Cooperative Memory Paging with Keyword Bookmarks for Long-Horizon LLM Conversations
Researchers propose cooperative paging, a method for managing long LLM conversations by replacing evicted context with compact keyword bookmarks and providing a recall tool for on-demand retrieval. The technique outperforms existing solutions on the LoCoMo benchmark across multiple models, though bookmark discrimination remains a critical limitation.
Cooperative paging addresses a fundamental constraint in large language model applications: the finite context window that limits conversation length. As LLMs process increasingly long dialogues, earlier content must be removed to stay within token limits, yet models still need access to that information when relevant. This research demonstrates that minimal keyword summaries (~8-24 tokens) can effectively replace full context segments while enabling the model to selectively retrieve complete information through a dedicated tool.
The technical approach reflects broader efforts to extend LLM capabilities beyond architectural limits. Previous solutions relied on truncation, dense retrieval systems, or maintaining full context—each with tradeoffs between memory efficiency and answer quality. Cooperative paging achieves superior performance on standardized benchmarks by balancing storage efficiency with selective retrieval, suggesting a pragmatic middle ground.
The findings reveal nuanced design considerations: fixed-size pages consistently outperform content-aware boundary detection, suggesting simple heuristics often trump sophisticated segmentation. The critical bottleneck identified—bookmark discrimination—has direct practical implications: when the model cannot distinguish between bookmarks, it wastes tokens retrieving irrelevant pages, undermining the system's efficiency gains. The 25-percentage-point accuracy gap tied to keyword specificity suggests marginal improvements in bookmark generation could yield substantial performance gains.
For developers building production conversational systems, this research indicates that context management strategies must be benchmarked against real-world conversation patterns, as synthetic data shows different optimal policies. The work validates that minimal information retrieval systems can outperform comprehensive context retention in practical scenarios, potentially reducing computational costs while improving response quality.

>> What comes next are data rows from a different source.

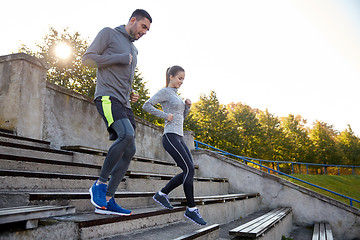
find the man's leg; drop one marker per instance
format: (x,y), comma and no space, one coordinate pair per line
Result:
(125,133)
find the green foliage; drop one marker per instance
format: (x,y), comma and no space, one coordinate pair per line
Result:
(348,185)
(236,128)
(69,72)
(239,129)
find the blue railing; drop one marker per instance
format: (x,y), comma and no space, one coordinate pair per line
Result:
(250,160)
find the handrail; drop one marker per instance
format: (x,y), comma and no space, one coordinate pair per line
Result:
(246,159)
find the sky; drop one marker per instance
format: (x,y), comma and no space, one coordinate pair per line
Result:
(299,57)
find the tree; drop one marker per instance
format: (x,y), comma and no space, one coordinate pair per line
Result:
(349,145)
(272,137)
(323,138)
(67,72)
(245,132)
(208,121)
(298,145)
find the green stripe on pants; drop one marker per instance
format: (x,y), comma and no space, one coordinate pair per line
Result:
(106,104)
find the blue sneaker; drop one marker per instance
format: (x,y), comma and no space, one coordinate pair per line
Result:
(113,209)
(194,216)
(163,200)
(98,195)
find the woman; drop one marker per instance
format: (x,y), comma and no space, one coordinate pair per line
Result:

- →Cooperative paging with keyword bookmarks achieves higher answer quality than full-context baselines on multi-turn LLM conversations.
- →Fixed-size pages substantially outperform content-aware segmentation strategies, suggesting simpler design often works better in practice.
- →Bookmark discrimination accuracy directly correlates with system performance, with keyword specificity accounting for a 25-point accuracy difference.
- →Optimal eviction policies are data-dependent, requiring different strategies for synthetic versus real conversation patterns.
- →The method reduces context overhead while maintaining retrieval capability, promising more efficient long-horizon conversational systems.